By MARGIE MENZEL
THE NEWS SERVICE OF FLORIDA
A Florida lawmaker has filed a bill that would allow people to carry concealed weapons on the campuses of state colleges and universities.
Rep. Greg Steube, R-Sarasota, said he already planned to sponsor the measure (HB 4005) before a shooting incident last month at Florida State University — but that the attack, which left three people injured and the gunman dead, helps to make his point. The bill, filed Monday, would apply to people who are licensed to carry concealed weapons.
“I think it (the attack) brings it closer to home for people who think these events don’t occur in Florida, or that law enforcement can prevent them from happening,” Steube told The News Service of Florida on Tuesday.
He said that although Tallahassee and university police officers reached Florida State’s Strozier Library less than five minutes after the shooting, more people could have died in that time.
Steube’s bill would accomplish, in part, what a 2011 measure failed to achieve. The 2011 bill was derailed due to another shooting at Florida State. Ashley Cowie, 20, was at a campus party when a gun held by another student accidentally discharged, sending a bullet through her chest. Her father, Robert, a Jacksonville resident, traveled to Tallahassee to lobby against the bill, arguing that putting guns in an area where drugs and alcohol are commonly used would make campuses more dangerous.
Robert Cowie’s tearful testimony, coupled with the opposition of then-Sen. John Thrasher, a St. Augustine Republican who took over last month as president of FSU, helped end the bill’s chances.
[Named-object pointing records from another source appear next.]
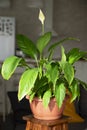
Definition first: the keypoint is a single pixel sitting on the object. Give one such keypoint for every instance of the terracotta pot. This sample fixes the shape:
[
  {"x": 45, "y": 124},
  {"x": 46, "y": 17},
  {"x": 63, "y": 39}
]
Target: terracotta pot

“(Thrasher is) the one who shut it down in the Senate,” Steube said. “It appears to be a very personal issue with him.”
Steube said he now believes “there’s more of a chance that we could get it through the Senate this year.” The Senate sponsor of Steube’s bill, Sen. Greg Evers, R-Baker, was also the sponsor of the 2011 measure.
In the wake of last month’s shooting, a group called Students for Concealed Carry at FSU called for Thrasher to reconsider his stance on allowing guns on campus. The group also said Nathan Scott, a Strozier Library staffer who was shot in the leg, was one of its members. Erek Culbreath, the group’s president, argued that Scott and another man, a U.S. Army Infantry combat veteran who “had a clear shot at the shooter,” had the training and skills necessary to end the shooting but were powerless to do so under current law.
“We have seen that the current “Gun-Free Zone” policies have done nothing to curb violence, both in our state and nationwide,” Culbreath wrote in a Nov. 24 news release. “As criminals don’t abide by these policies, they only serve to prevent victims from having the ability to defend themselves and their peers.”
National Rifle Association lobbyist Marion Hammer said Steube’s bill didn’t originate with the NRA, but she supports it on the grounds that law-abiding citizens who are licensed to carry concealed weapons shouldn’t be prevented from carrying firearms in places where they may be in danger.
“The Constitution gives you the right of self-defense,” Hammer said. “Those rights are being usurped, and people are not getting the opportunity they are guaranteed.”
But House Minority Leader Mark Pafford, D-West Palm Beach, said the answer to gun violence isn’t more guns. He also said he’d be more inclined to support the cost of additional security rather than allowing more guns at state universities and colleges.
“We look at these things differently, based on where we come from throughout the state,” Pafford said. “Discharging a weapon where I live, the probability of hurting somebody is a lot higher because we are not living one person on 20 acres.”
Both Pafford and Steube cited their children as the reasons for their stances. Pafford said he’d be more concerned for his two children, who are students at the University of Central Florida, if more people were carrying weapons on campus.
But Steube, who is also sponsoring a bill (HB 19) that would allow school superintendents to designate people who could carry guns on public-school grounds, said he “wasn’t comfortable” with the possibility that his 4-year-old son wouldn’t be protected at school.
“Your kids are defenseless until help arrives,” he said, citing police response times of six to 11 minutes at schools in suburban areas. He said response times are longer in rural areas.
Pointing to the mass slayings in Newtown, Conn., in 2012, Steube noted that shooter Adam Lanza killed 20 children, six adults and himself in less than four minutes.